Poster presentation 12th International Mammalogical Congress

Review of contemporary records reveal new insights into the distribution and habitat for the threatened Carpentarian pseudantechinus (Pseudantechinus mimulus): More widespread than we thought? (#766)

Jesse Rowland 1 2 , Kye McDonald 1 , Mark Sanders 2 , Scott Burnett 1
  1. School of Science and Engineering, University of the Sunshine Coast, Sippy Downs, Queensland, Australia
  2. EcoSmart Ecology, 48 Streeton Parade, Everton Park, Queensland, Australia

The Carpentarian pseudantechinus (Pseudantechinus mimulus) is a small, saxicoline marsupial found in the Northwest Highlands (NWH) bioregion of Queensland, and the adjacent Northern Territory (NT) and offshore islands.
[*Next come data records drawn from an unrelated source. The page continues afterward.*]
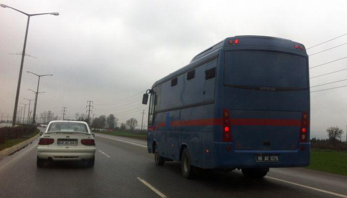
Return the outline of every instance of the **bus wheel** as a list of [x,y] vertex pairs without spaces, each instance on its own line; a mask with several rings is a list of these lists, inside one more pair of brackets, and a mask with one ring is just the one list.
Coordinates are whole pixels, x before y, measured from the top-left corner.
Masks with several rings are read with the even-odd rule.
[[154,161],[156,162],[156,164],[158,166],[162,166],[165,163],[165,160],[164,160],[163,157],[160,157],[158,153],[157,146],[154,148]]
[[190,156],[188,149],[185,148],[181,158],[181,169],[183,177],[186,179],[193,179],[194,167],[190,165]]
[[268,168],[242,168],[243,176],[247,178],[262,178],[268,172]]

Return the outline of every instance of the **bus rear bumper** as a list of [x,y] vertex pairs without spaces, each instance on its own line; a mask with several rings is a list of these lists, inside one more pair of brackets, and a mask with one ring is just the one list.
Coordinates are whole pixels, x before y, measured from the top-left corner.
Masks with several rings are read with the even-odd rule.
[[[310,164],[310,143],[300,143],[297,149],[291,150],[237,150],[234,149],[232,143],[215,143],[214,146],[215,152],[204,155],[204,168],[288,167]],[[231,148],[229,151],[227,146]],[[278,162],[257,162],[256,156],[259,154],[278,155]]]

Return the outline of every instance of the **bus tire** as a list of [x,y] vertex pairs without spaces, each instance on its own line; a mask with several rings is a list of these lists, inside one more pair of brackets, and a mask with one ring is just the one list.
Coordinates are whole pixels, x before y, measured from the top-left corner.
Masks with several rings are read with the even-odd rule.
[[191,165],[190,160],[189,152],[186,147],[183,150],[181,157],[181,169],[183,177],[188,179],[193,179],[194,176],[194,167]]
[[162,166],[164,165],[164,163],[165,163],[164,158],[159,156],[158,148],[156,146],[154,147],[154,161],[156,162],[156,164],[158,166]]
[[246,178],[262,178],[268,172],[268,168],[242,168],[243,176]]

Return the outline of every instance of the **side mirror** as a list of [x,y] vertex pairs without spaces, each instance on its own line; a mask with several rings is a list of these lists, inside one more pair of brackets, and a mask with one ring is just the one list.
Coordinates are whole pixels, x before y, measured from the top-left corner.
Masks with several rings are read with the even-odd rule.
[[143,97],[142,97],[142,104],[147,104],[147,102],[148,101],[148,94],[143,94]]

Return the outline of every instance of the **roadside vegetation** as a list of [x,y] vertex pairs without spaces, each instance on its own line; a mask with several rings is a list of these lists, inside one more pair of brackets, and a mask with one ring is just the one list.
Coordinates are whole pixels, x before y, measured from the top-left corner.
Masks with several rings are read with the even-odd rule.
[[312,149],[307,168],[347,176],[347,152]]
[[30,139],[39,132],[39,130],[33,125],[0,128],[0,151]]

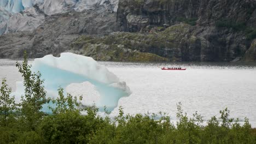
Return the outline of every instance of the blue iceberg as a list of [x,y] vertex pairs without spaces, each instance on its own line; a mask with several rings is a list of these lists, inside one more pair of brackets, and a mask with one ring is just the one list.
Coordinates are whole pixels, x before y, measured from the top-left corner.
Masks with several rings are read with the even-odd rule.
[[[95,103],[100,111],[103,111],[105,106],[108,110],[112,111],[117,106],[120,98],[131,94],[125,82],[120,81],[113,73],[91,57],[62,53],[60,57],[48,55],[36,58],[32,65],[32,71],[40,71],[42,79],[44,79],[44,86],[48,97],[53,98],[58,97],[57,89],[59,87],[63,88],[66,92],[68,87],[69,91],[77,92],[75,93],[82,92],[80,94],[83,96],[92,94],[88,96],[94,101],[89,101],[85,97],[80,101],[82,104],[88,105]],[[24,93],[22,82],[17,82],[16,87],[14,94],[18,96],[16,100],[19,101],[21,94]],[[46,107],[45,111],[47,111]]]

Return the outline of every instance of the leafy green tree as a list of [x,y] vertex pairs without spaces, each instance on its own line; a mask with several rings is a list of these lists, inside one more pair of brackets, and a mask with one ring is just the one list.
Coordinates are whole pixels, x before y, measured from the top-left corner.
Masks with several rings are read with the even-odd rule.
[[[53,100],[54,107],[49,108],[53,115],[44,117],[38,129],[49,143],[86,143],[98,129],[105,125],[102,118],[97,115],[95,106],[80,108],[77,98],[63,94],[59,88],[59,97]],[[82,100],[82,97],[80,97]],[[85,110],[86,115],[81,115]]]
[[28,64],[27,53],[24,53],[24,61],[22,64],[16,62],[16,66],[24,78],[25,95],[21,97],[20,104],[22,115],[21,120],[27,124],[28,128],[34,129],[38,121],[45,113],[41,111],[43,105],[49,103],[49,99],[46,98],[46,92],[43,86],[43,80],[41,80],[41,74],[33,73],[31,65]]
[[[58,89],[59,96],[56,100],[52,100],[53,105],[56,105],[56,107],[49,106],[53,114],[64,113],[68,111],[76,112],[80,113],[83,109],[80,107],[80,103],[78,102],[77,97],[73,97],[68,93],[65,98],[63,94],[63,88],[60,87]],[[79,100],[82,100],[83,97],[79,97]]]
[[9,121],[14,119],[12,114],[16,107],[14,97],[10,95],[11,88],[8,87],[5,79],[2,82],[0,92],[0,125],[7,127]]

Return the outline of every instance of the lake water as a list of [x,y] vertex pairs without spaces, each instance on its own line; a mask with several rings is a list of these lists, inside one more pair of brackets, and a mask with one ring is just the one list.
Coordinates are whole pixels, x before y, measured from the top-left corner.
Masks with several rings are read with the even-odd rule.
[[[21,77],[15,61],[0,59],[0,79],[6,77],[15,89]],[[125,113],[165,112],[174,120],[176,104],[181,102],[191,116],[195,111],[208,120],[227,107],[231,117],[246,117],[256,127],[256,63],[139,63],[99,62],[122,81],[132,93],[121,98]],[[185,71],[162,70],[162,67],[187,68]],[[115,109],[111,116],[118,113]]]

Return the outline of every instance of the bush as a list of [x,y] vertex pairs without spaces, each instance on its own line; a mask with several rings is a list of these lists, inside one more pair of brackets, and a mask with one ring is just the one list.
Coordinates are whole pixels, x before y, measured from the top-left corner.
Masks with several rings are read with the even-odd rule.
[[196,21],[197,19],[197,17],[185,18],[182,17],[178,17],[177,18],[177,21],[183,22],[185,23],[189,24],[191,26],[195,26],[196,25]]

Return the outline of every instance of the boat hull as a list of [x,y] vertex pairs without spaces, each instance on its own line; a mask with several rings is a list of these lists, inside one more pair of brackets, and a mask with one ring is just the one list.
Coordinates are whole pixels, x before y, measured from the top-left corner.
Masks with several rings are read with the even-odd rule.
[[161,69],[162,70],[186,70],[187,69],[163,69],[162,68]]

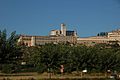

For a long period, it was only known from the type specimen collected in 1905 at an imprecise location on ‘Alexandria’ station in the north-east area of NT, and from the Pellew Islands in the Gulf of Carpentaria region of NT in rocky habitats dominated by a sandstone geology. Over the last 20 years, there has been a sporadic increase in records of this nationally threatened species and it is now known from at least 92 locations in the NWH, and in the north-east NT both on the mainland and offshore islands. These new records increase the known extent of occurrence of P. mimulus to approximately 57,000 km² and reveal that the species occurs on a diverse range of rock types and vegetation communities within its range. Extrapolation by Queensland Herbarium Regional Ecosystem mapping suggests that habitat for the species occurs even more widely than currently known and will be the target for future surveys.